Quantos museus e bibliotecas terão os planos de segurança, obrigatórios, devidamente atualizados? Quais as instituições que contam com planos de emergência? Planos de conservação preventiva? Ou mesmo planos museológicos, ferramentas essenciais e totalmente ignoradas pela tutela em vigor?

Sandra Garcia galvaniza e reconhece o trabalho dos museus e das bibliotecas, mas não refere que o sucesso que é alcançado, tem sido feito à revelia da falta de condições que ela, e os seus antecessores, fizeram questão em garantir. Ainda nesse sentido, os três únicos projetos por ela destacados são obras de outrem. A “Joia Açoriana” e a “campanha de comunicação”, sobre inspiração advinda da visitação aos museus, são resultados de iniciativas internas, que para se concretizarem fizeram o caminho das pedras, recebendo pouco apoio político; ao passo que “Diário de Bordo”, de Duarte Chaves, apresentou resultados paupérrimos, por ele próprio anunciados, na sua derradeira entrevista enquanto diretor regional. Nem valerá a pena perguntar onde estão os resultados das iniciativas do património imaterial, supostamente comunicadas no final de 2023 e que, um ano depois, ainda não apresentaram conclusões.

A reportagem do Açoriano Oriental termina, na segunda página dedicada à cultura, anunciando uma providência cautelar interposta ao concurso para o lugar de direção no Arquipélago – Centro de Artes Contemporâneas, o que terá levado a que o processo aguarde decisão judicial.
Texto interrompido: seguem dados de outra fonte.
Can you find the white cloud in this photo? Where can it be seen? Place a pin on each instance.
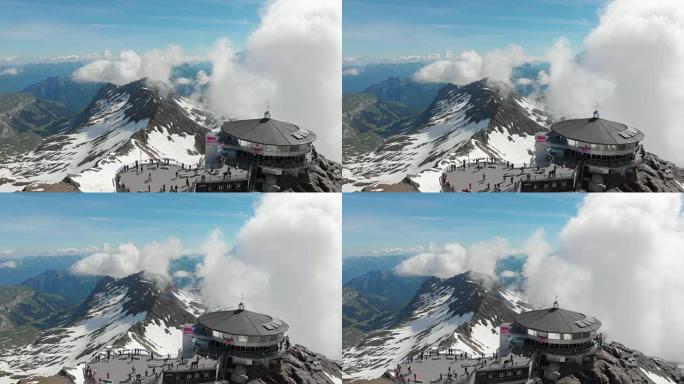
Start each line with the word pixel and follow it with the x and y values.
pixel 10 264
pixel 129 66
pixel 453 259
pixel 524 81
pixel 127 259
pixel 287 262
pixel 12 71
pixel 469 66
pixel 292 62
pixel 354 71
pixel 419 58
pixel 632 64
pixel 620 260
pixel 508 274
pixel 182 274
pixel 9 59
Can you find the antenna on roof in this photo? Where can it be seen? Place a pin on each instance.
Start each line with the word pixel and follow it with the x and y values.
pixel 267 114
pixel 596 114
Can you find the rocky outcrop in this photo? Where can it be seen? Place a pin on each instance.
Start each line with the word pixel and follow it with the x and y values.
pixel 655 175
pixel 617 364
pixel 302 366
pixel 322 176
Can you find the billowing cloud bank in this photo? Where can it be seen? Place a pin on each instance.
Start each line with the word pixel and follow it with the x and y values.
pixel 469 66
pixel 287 261
pixel 129 66
pixel 620 260
pixel 633 66
pixel 127 259
pixel 453 258
pixel 291 62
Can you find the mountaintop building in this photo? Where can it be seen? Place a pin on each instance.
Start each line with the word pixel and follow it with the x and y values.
pixel 604 153
pixel 551 337
pixel 233 346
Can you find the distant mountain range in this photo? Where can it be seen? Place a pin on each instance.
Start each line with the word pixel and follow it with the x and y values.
pixel 356 266
pixel 480 119
pixel 463 313
pixel 356 78
pixel 131 312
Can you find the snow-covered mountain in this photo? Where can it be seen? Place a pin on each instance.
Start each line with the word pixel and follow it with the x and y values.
pixel 478 120
pixel 461 312
pixel 132 312
pixel 136 121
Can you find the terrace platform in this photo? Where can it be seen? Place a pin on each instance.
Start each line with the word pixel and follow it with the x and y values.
pixel 499 176
pixel 429 369
pixel 166 177
pixel 140 368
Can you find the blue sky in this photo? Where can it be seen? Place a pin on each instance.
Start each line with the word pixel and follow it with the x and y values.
pixel 47 28
pixel 34 224
pixel 373 222
pixel 377 30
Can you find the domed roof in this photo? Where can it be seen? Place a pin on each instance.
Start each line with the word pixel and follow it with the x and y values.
pixel 557 320
pixel 243 322
pixel 268 131
pixel 597 131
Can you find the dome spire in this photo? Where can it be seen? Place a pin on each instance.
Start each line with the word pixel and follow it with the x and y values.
pixel 267 114
pixel 596 114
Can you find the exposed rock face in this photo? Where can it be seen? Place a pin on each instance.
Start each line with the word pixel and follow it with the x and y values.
pixel 655 175
pixel 444 313
pixel 617 364
pixel 323 176
pixel 131 311
pixel 301 366
pixel 481 119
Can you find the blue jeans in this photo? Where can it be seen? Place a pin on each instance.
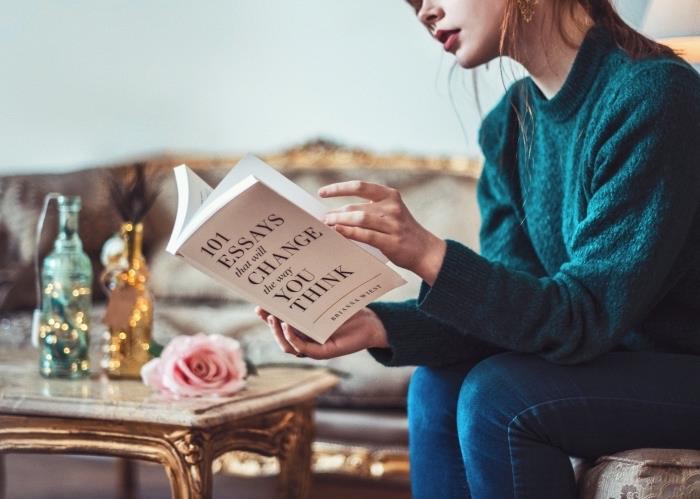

Sandra Garcia não comenta o assunto de forma direta, o que é compreensível, dada a natureza do mesmo. Mas talvez seja de comentar o facto de este não ser o único concurso que aguarda decisões e desenvolvimentos dentro daquela direção regional.

Uma breve passagem pela Bolsa de Emprego Público nos Açores permite a qualquer Pessoa reconhecer que o património cultural aguarda chefia, pelo menos desde o começo de 2024. O concurso para aquela divisão foi aberto em janeiro, e está parado desde então, mesmo sem providências cautelares de que tenhamos conhecimento. Resta saber se a paragem se prende com o tempo que as senhoras responsáveis estão a demorar para escolher a dedo quem lá querem colocar. A julgar pelas escolhas já tomadas, noutros processos semelhantes na cultura, nada de bom virá de uma decisão tão demorada.

Até lá, a cultura regressa ao olhar do público, primeiro pela entrevista de Sofia Ribeiro, que não é honesta com os apoios aos agentes culturais, e agora pelo olhar de Sandra Garcia, mencionando resultados, enquanto esconde as infelizes realidades de quem lá trabalha, ao invés de quem a finge gerir.

Uma reentrada que espelha bem a permanência do desastre daquela direção regional, que já nem a podemos chamar de parente pobre. A cultura está é órfã.

Desengane-se quem considerar que tenho algo pessoal contra as sras. secretária e diretora. Tenho sim, contra as medidas políticas, dos últimos anos, que levaram à orfandade da Cultura.